Proximal Learning With Opponent-Learning Awareness

Authors: Stephen Zhao, Chris Lu, Roger B. Grosse, Jakob Foerster

NeurIPS 2022 | Conference PDF | Archive PDF | Plain Text | LLM Run Details

Reproducibility Variable Result LLM Response
Research Type Experimental We then present practical approximations to the ideal POLA update, which we evaluate in several partially competitive environments with function approximation and opponent modeling. This empirically demonstrates that POLA achieves reciprocity-based cooperation more reliably than LOLA.

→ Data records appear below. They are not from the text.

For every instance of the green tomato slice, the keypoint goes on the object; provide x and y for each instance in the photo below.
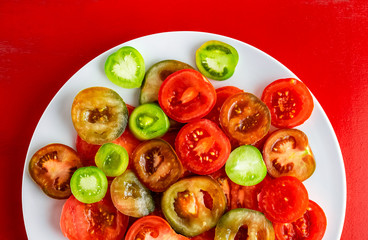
(112, 159)
(89, 184)
(242, 223)
(148, 121)
(125, 68)
(130, 196)
(217, 60)
(193, 205)
(245, 166)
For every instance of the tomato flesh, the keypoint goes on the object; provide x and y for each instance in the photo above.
(283, 199)
(202, 147)
(100, 220)
(52, 167)
(311, 226)
(186, 95)
(289, 101)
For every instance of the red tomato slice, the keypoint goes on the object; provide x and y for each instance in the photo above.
(311, 226)
(152, 227)
(202, 147)
(186, 95)
(289, 101)
(96, 221)
(283, 199)
(222, 94)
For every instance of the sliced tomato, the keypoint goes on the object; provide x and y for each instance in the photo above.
(202, 147)
(152, 227)
(245, 118)
(311, 226)
(222, 94)
(246, 196)
(156, 164)
(186, 95)
(193, 205)
(286, 152)
(283, 199)
(97, 221)
(289, 101)
(52, 167)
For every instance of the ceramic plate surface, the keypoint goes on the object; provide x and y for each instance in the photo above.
(255, 70)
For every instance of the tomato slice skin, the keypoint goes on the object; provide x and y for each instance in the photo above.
(202, 147)
(256, 225)
(52, 167)
(193, 205)
(245, 118)
(290, 102)
(283, 199)
(100, 220)
(286, 152)
(222, 94)
(311, 226)
(156, 164)
(152, 227)
(186, 95)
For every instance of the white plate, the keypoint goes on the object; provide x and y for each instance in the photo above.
(255, 70)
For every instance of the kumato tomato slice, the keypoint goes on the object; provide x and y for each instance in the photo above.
(289, 101)
(217, 60)
(311, 226)
(130, 196)
(245, 118)
(283, 199)
(99, 221)
(242, 223)
(99, 115)
(286, 152)
(155, 76)
(186, 95)
(202, 147)
(193, 205)
(222, 94)
(156, 164)
(152, 227)
(52, 166)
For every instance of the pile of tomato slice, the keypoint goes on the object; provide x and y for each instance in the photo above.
(199, 163)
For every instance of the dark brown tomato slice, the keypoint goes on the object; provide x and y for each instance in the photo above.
(222, 94)
(202, 147)
(286, 152)
(156, 164)
(245, 118)
(99, 115)
(186, 95)
(52, 166)
(96, 221)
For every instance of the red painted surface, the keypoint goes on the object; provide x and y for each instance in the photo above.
(43, 43)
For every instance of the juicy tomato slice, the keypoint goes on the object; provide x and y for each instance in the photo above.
(283, 199)
(202, 147)
(222, 94)
(186, 95)
(99, 115)
(156, 164)
(242, 223)
(152, 227)
(52, 167)
(246, 196)
(130, 196)
(245, 118)
(100, 220)
(193, 205)
(311, 226)
(289, 101)
(286, 152)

Researcher Affiliation Collaboration Stephen Zhao University of Toronto and Vector Institute stephen.zhao@mail.utoronto.ca Chris Lu FLAIR, University of Oxford christopher.lu@exeter.ox.ac.uk Roger Grosse University of Toronto and Vector Institute rgrosse@cs.toronto.edu Jakob Foerster FLAIR, University of Oxford jakob.foerster@eng.ox.ac.uk
Pseudocode Yes Algorithm 1 Outer POLA 2-agent formulation: update for agent 1 Algorithm 2 POLA-Di CE 2-agent formulation: update for agent 1
Open Source Code Yes For reproducibility, our code is available at: https://github.com/Silent-Zebra/POLA.
Open Datasets No The paper describes the experimental environments (IPD, coin game) and how agents interact within them, but does not provide concrete access information (link, DOI, formal citation) for specific datasets used for training, nor does it specify that these environments come with pre-defined public datasets. The experiments are conducted within simulated environments rather than on external, pre-existing datasets.

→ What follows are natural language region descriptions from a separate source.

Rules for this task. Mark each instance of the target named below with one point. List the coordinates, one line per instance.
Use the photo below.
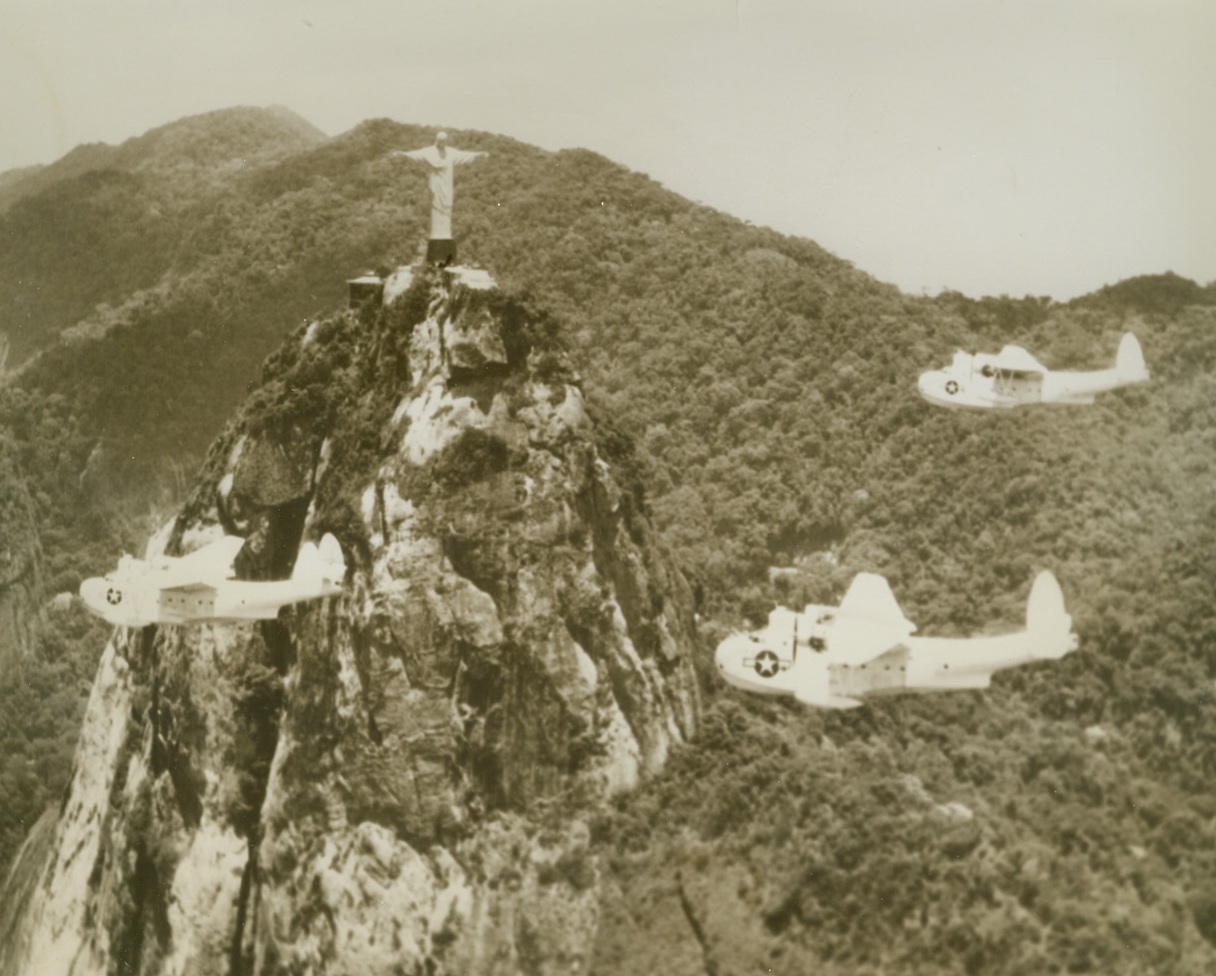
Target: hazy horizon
(1047, 148)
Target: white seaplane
(833, 656)
(1013, 378)
(200, 587)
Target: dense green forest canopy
(771, 390)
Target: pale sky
(990, 146)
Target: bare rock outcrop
(398, 779)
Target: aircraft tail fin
(1047, 622)
(1130, 361)
(321, 563)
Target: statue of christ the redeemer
(440, 159)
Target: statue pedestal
(440, 252)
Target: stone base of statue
(440, 252)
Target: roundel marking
(766, 664)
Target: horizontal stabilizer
(1130, 361)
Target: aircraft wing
(1013, 359)
(203, 568)
(870, 621)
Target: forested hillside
(771, 388)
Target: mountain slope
(352, 782)
(770, 388)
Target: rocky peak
(358, 785)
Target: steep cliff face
(21, 586)
(389, 780)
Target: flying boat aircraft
(834, 656)
(200, 587)
(1013, 378)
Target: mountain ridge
(770, 390)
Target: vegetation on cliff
(770, 389)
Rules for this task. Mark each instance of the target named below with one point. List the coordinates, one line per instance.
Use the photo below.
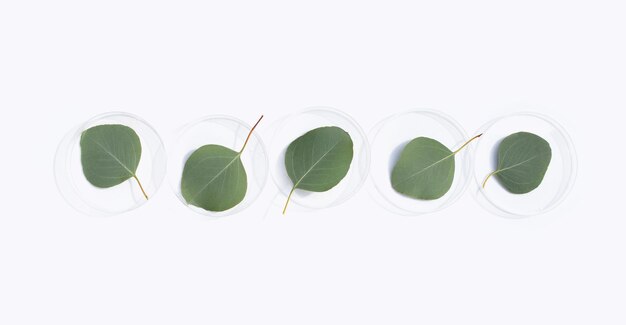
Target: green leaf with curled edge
(523, 160)
(214, 177)
(318, 160)
(110, 155)
(425, 169)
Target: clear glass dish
(231, 133)
(295, 125)
(90, 200)
(558, 181)
(388, 138)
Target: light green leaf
(318, 160)
(523, 159)
(425, 169)
(214, 178)
(110, 155)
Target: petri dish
(228, 132)
(387, 140)
(297, 124)
(90, 200)
(557, 183)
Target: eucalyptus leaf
(523, 159)
(214, 177)
(425, 169)
(110, 155)
(318, 160)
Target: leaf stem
(288, 199)
(466, 143)
(250, 134)
(141, 187)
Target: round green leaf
(425, 170)
(214, 178)
(110, 154)
(523, 159)
(318, 160)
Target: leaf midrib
(428, 167)
(115, 157)
(193, 199)
(315, 164)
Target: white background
(62, 62)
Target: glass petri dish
(90, 200)
(557, 183)
(388, 138)
(231, 133)
(297, 124)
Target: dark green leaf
(110, 155)
(425, 169)
(523, 159)
(214, 178)
(318, 160)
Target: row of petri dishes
(374, 155)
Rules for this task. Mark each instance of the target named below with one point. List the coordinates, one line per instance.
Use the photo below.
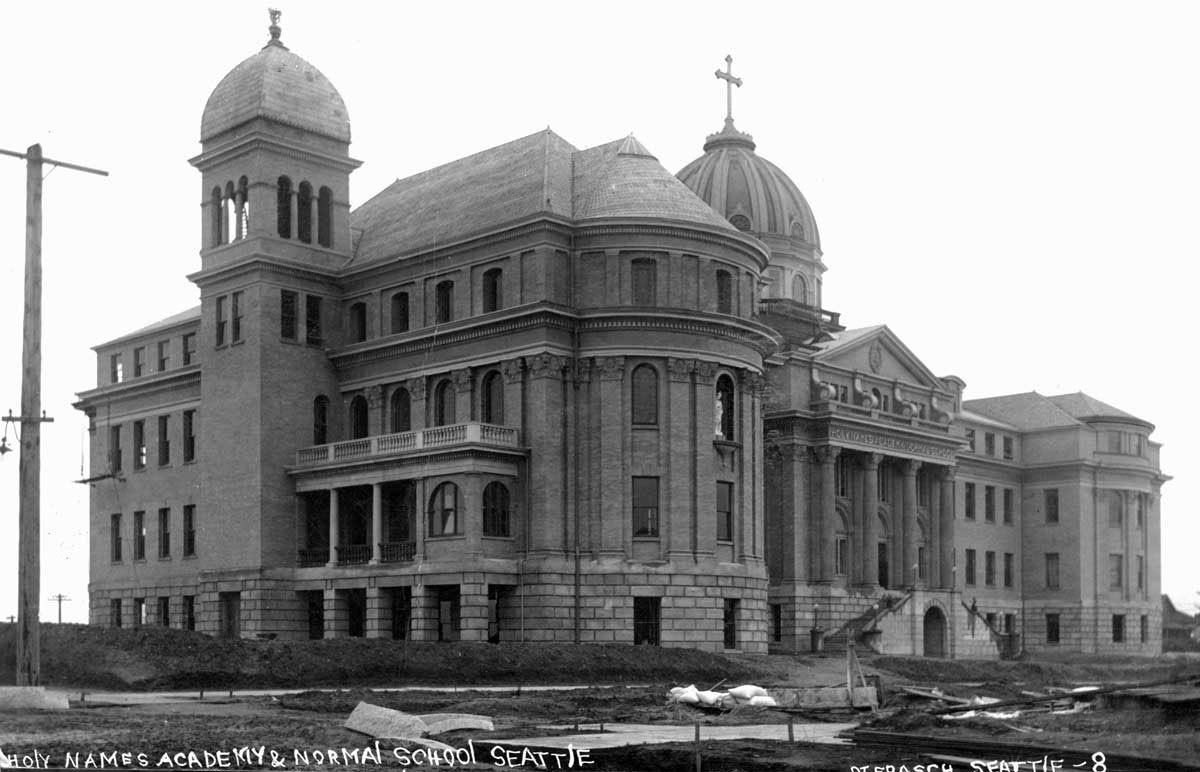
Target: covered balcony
(441, 438)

Dataset Splits No The paper describes running experiments and evaluating performance but does not explicitly state the use of specific training, validation, or test splits with percentages or counts for data. It refers to 'training' and 'evaluation' but not explicit data partitioning for these phases.

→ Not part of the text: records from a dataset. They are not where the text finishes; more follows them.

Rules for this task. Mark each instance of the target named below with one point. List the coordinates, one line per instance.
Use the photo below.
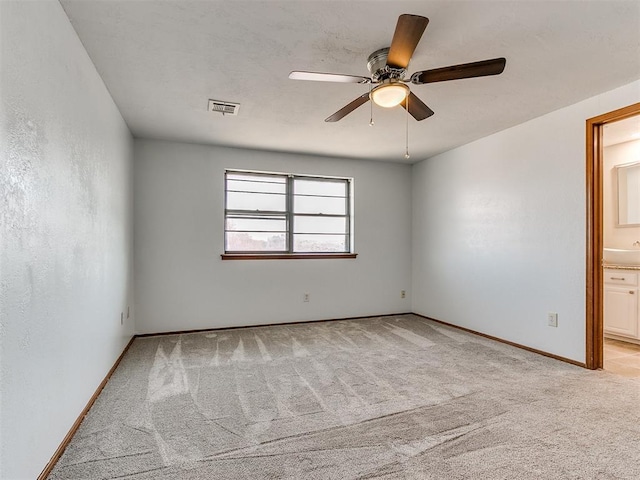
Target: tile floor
(622, 358)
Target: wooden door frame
(595, 234)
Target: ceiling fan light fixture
(389, 95)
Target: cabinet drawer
(620, 277)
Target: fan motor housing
(380, 71)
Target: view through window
(282, 213)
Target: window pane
(319, 243)
(327, 205)
(256, 201)
(336, 188)
(302, 224)
(257, 224)
(266, 187)
(255, 242)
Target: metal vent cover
(225, 108)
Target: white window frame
(289, 215)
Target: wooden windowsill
(285, 256)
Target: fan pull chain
(371, 102)
(406, 151)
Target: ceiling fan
(388, 67)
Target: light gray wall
(615, 236)
(65, 232)
(499, 230)
(181, 282)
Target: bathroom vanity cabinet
(621, 307)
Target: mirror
(628, 194)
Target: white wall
(614, 236)
(65, 232)
(499, 230)
(181, 282)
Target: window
(268, 213)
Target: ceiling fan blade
(347, 109)
(328, 77)
(484, 68)
(417, 108)
(409, 30)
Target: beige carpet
(389, 397)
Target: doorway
(595, 228)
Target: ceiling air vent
(225, 108)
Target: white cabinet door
(621, 310)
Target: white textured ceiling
(162, 61)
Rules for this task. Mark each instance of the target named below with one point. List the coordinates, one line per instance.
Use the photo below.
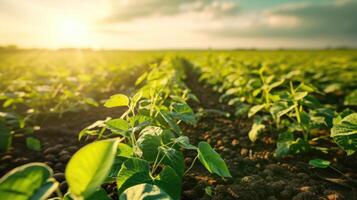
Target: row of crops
(306, 99)
(141, 151)
(36, 84)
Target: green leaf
(133, 172)
(33, 144)
(99, 194)
(300, 95)
(253, 110)
(136, 171)
(118, 126)
(184, 142)
(124, 150)
(286, 144)
(255, 130)
(212, 160)
(319, 163)
(117, 100)
(149, 142)
(351, 99)
(344, 133)
(30, 181)
(182, 111)
(170, 182)
(89, 167)
(284, 140)
(173, 158)
(144, 192)
(5, 138)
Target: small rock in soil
(50, 150)
(60, 177)
(190, 194)
(59, 166)
(63, 152)
(20, 161)
(188, 161)
(6, 158)
(64, 158)
(63, 187)
(305, 196)
(244, 152)
(278, 185)
(305, 189)
(72, 149)
(50, 157)
(235, 142)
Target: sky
(178, 24)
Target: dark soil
(257, 174)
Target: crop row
(141, 151)
(300, 101)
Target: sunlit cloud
(148, 24)
(126, 10)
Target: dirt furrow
(256, 173)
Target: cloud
(126, 10)
(330, 20)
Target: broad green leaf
(124, 150)
(149, 142)
(212, 160)
(276, 84)
(118, 126)
(344, 133)
(319, 163)
(99, 194)
(170, 182)
(144, 191)
(30, 181)
(283, 142)
(182, 111)
(134, 171)
(253, 110)
(351, 99)
(89, 167)
(173, 158)
(286, 144)
(33, 144)
(117, 100)
(300, 95)
(255, 130)
(184, 142)
(5, 138)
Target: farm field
(244, 124)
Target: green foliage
(30, 181)
(145, 192)
(344, 133)
(89, 167)
(117, 101)
(319, 163)
(211, 160)
(33, 144)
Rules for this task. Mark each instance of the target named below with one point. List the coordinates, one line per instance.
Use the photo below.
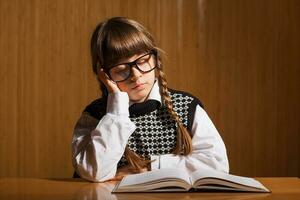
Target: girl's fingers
(110, 85)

Hardware Specification Yes Appendix B.5. states: 'All experiments were run on an internal cluster of NVIDIA GeForce RTX 2080 Ti GPUs and Intel Xeon Gold 6248 CPUs, using up to 10 GPUs and 20 CPU cores per experiment. Training times varied widely based on algorithm and environment, from a few minutes to tens of hours for a single seed.'
Software Dependencies No The paper mentions using PyTorch in Appendix B.4. ('We adapted existing PyTorch implementations of the environments mentioned') but does not provide specific version numbers for PyTorch or other software dependencies.
Experiment Setup Yes Appendix B.1.4 further discusses hyperparameter settings. For more details on the problem setting, policy parameterization, and hyperparameters, see Appendix B.2. Appendix B.3 provides more detail [on Coin Game setup]. The paper mentions specific settings like 'cooperation factor f R', 'learning rate η', 'penalty strength βout', 'number of outer steps M and inner steps K'.